Will Do Magic For Small Change, Andrea Hairston (Aqueduct 978-1-61976-101-8, $21.00, 472pp, tp) June 2016. Cover by Nic Ularu. [Order from Aqueduct Press, PO Box 95787, Seattle WA 98145-2787; www.aqueductpress.com.]
The glossary at the back of Andrea Hairston’s Will Do Magic For Small Change includes words and phrases from African and Native American tribes, plus a smattering of European (mostly German). Hairston deftly weaves all this and more into two powerful linked tales: the primary one, set in Pittsburgh PA, combines mainstream sensibilities with elements of the fantastic, while the other – officially known as The Chronicles of the Great Wanderer – is the SFnal/mythic diary of a shapeshifting entity from another dimension who takes human form in West Africa in 1892.
Since the Pittsburgh plotline follows a black girl from 1984 to 1987, younger readers may also view it as ‘‘historic,’’ but teens aren’t Hairston’s prime audience. Though Cinnamon Jones is almost 13 when we first see her as a new Guardian for the diary (in a family where few have held that special trust) and she later bonds with quirky young friends from various cultural backgrounds (who can feel its force), the novel swiftly moves beyond YA fantasy to become a powerful, multi-generational, magical family drama where the Wanderer could play a crucial role in determining a lost sibling’s heritage and an ailing father’s fate.

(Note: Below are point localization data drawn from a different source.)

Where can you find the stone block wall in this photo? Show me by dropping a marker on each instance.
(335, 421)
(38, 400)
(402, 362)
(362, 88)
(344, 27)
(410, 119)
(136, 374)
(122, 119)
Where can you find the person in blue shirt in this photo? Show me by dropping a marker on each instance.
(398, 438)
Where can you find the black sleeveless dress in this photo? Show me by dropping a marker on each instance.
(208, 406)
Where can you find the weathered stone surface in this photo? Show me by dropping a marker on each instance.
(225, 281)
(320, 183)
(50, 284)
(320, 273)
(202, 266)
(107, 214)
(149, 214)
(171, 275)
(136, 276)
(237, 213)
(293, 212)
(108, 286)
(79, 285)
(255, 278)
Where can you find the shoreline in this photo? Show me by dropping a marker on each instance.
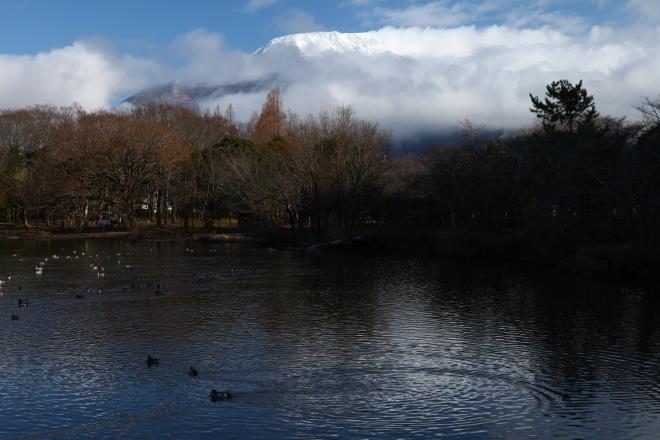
(624, 260)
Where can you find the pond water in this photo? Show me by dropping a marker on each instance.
(315, 346)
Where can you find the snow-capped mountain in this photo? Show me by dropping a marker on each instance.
(302, 46)
(319, 43)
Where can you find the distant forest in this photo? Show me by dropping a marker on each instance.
(326, 177)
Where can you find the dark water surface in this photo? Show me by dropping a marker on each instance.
(316, 346)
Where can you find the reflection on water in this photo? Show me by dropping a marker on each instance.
(315, 346)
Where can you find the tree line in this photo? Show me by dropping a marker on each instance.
(331, 176)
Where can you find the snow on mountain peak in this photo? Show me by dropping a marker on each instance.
(318, 43)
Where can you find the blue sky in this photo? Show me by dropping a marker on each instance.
(147, 26)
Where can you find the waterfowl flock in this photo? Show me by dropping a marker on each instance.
(151, 361)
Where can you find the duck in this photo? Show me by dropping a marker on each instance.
(219, 395)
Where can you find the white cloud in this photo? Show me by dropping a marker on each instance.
(84, 72)
(419, 80)
(254, 5)
(432, 78)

It starts with a wake at Johnson’s Funeral Home, as the contentious family gathers to eat fried food and mourn Sekou: Cinnamon’s gay male, half-brother, in his late teens when he quarreled with his lover, died of an overdose, and left her with the leather-bound Chronicles. Already hefty and much taller than her mother Opal (a bus driver), Cinnamon may not look heroic, but she defends the book even after Opal says Sekou found it in a dumpster and ‘‘dragging trash around with you everywhere won’t turn it into magic.’’ While mom talks like a hardened cynic, her daughter sees the pain she tries to hide. Sekou’s just part of it, for second husband Raven (Cinnamon’s father, an artist with spirit magic in his work) has spent the last few years in near-comatose state, since taking a bullet while trying to stop a murder.
Cinnamon dreams of finding some way to revive him. The answer might lie in the Chronicles. Though the setting could be our world, its characters and action mix the heightened spirit of myth and the melodrama of ancestral legend with something more like surreal science fiction. The Wanderer first manifests in a cavern where a ‘‘king’s wife, warrior woman’’ flees to escape punishment for devotion to another: a twin brother who shares a soul with her. After she’s forced to mercy-kill that twin, the strange visitor adopts his form and name. The diary will follow them (along with an equally iconic woman and child) through colonial Africa to France, and then America – where an initial sense of New World promise turns to disaster in Chicago.
Back at the wake in Pittsburgh, other potential sources of aid arrive late: grandmother Redwood, Irish/Seminole hoodoo man grandfather Aidan, and Great-Aunt Iris. Each has a special power. When Redwood gets angry (going into ‘‘storm mode’’), ‘‘electricity snapped up people’s backs and flashed in their eyes. Icy fog surged through the window.’’
Hairston combines all this, giving every type of magic, hoodoo, and weirdness its own flavor and tone, yet grounding them in our gritty world, where even the Wanderer and fellow refugees must deal with the blunt, non-mystical facts of daily life. It’s a remarkable achievement – all the more so as plotlines come together in a finale that avoids grandeur, ending before miracle but capturing the true joy of hope.